そのため、このモデルだけ欠落しています。
このモデルはメール(shinmura_0@yahoo.co.jp)をいただければ、送信できます。
(40MBでもアップできる方法があれば教えてください)
また、こちらを参考に自分で学習することも可能です。
アプリの使い方は以下のとおりです。
- こちらから実行ファイルをダウンロードしてください。
- main.pyを実行してください。
カメラ画像が表示されたら、以下のとおりに実行してください。
- 「S」ボタンを押すと、実行開始です。
- 右手の人差し指を立てて(爪を上に向けるのがポイントです)、消したい物体を囲ってください。
- その後、手のひらをカメラ側に見せた状態で「グー」にすると囲った物体を消すことができます。

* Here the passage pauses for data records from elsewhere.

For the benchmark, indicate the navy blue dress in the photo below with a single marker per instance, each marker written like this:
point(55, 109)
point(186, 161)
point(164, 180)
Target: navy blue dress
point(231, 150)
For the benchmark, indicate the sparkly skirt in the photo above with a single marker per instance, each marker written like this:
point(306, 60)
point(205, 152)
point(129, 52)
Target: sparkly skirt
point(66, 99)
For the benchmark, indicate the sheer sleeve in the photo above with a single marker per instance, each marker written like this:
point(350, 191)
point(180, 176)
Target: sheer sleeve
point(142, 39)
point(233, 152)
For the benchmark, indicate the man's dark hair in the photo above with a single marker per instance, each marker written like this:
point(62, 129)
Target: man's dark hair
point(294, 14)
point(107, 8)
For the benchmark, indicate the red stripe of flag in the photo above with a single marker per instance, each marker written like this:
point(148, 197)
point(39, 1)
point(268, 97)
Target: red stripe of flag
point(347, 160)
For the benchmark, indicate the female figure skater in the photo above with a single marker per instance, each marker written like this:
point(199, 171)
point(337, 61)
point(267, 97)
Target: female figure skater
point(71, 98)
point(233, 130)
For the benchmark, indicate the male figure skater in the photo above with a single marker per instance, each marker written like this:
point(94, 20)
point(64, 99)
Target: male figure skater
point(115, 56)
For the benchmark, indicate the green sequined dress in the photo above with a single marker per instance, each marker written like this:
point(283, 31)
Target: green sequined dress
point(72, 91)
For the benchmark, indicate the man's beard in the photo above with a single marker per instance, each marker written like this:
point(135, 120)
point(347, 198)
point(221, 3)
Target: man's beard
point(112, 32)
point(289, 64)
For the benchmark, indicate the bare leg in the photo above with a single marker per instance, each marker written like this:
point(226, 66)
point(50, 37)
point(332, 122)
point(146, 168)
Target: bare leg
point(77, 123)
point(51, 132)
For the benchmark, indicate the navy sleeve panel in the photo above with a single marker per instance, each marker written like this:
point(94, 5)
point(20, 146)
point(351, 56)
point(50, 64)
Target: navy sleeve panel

- 消す範囲が小さければ小さいほど、精巧な復元画像を得ることができます。
- 消す範囲をリセットする場合は、「R」ボタンを押してください。その後、「S」ボタンを押し実行開始です。
#実行時間
2ステップ目までだと全体で6FPSくらい出ますが、3ステップ目に移行すると
1FPSくらいになります。各処理単体の実行時間は以下のとおりです。
内容 | 実行時間(msec) | |
---|---|---|
1ステップ目 | handtracking | 120 |
2ステップ目 | MobileNet V2 | 50 |
3ステップ目 | Partial Convolutions | 500 |
#クソアプリから抜け出すために
このアプリの欠点は、マジックのくせに電源とモニターが必要なことです。
スマートではありません。カッコよくありません。
でも、一番のネックはモニターが固定されていることなのです。
モニターを見ながら遊んでいると首が痛くなります。
これは、周りにあるものを消そうとして、気が付くと首が120度に曲がっている
ためです。(↓こんなイメージ。)
じゃあ、移動式モニターがあれば良いわけです。
移動式モニター、移動式モニター...
スマホでやれば良いじゃん!と思ったあなた、鋭いです。
スマホでも手の検出が高速にできます。
(動画はGithubより)
指の座標も得られるので、さらに高精度の判別ができると思います。
ただ、この後3ステップ目(Partial Convolutions)を動かすと、激遅になると思われるので
スマホ計画は頓挫。。。やっぱり、モニターは固定。クソアプリから抜け出せない。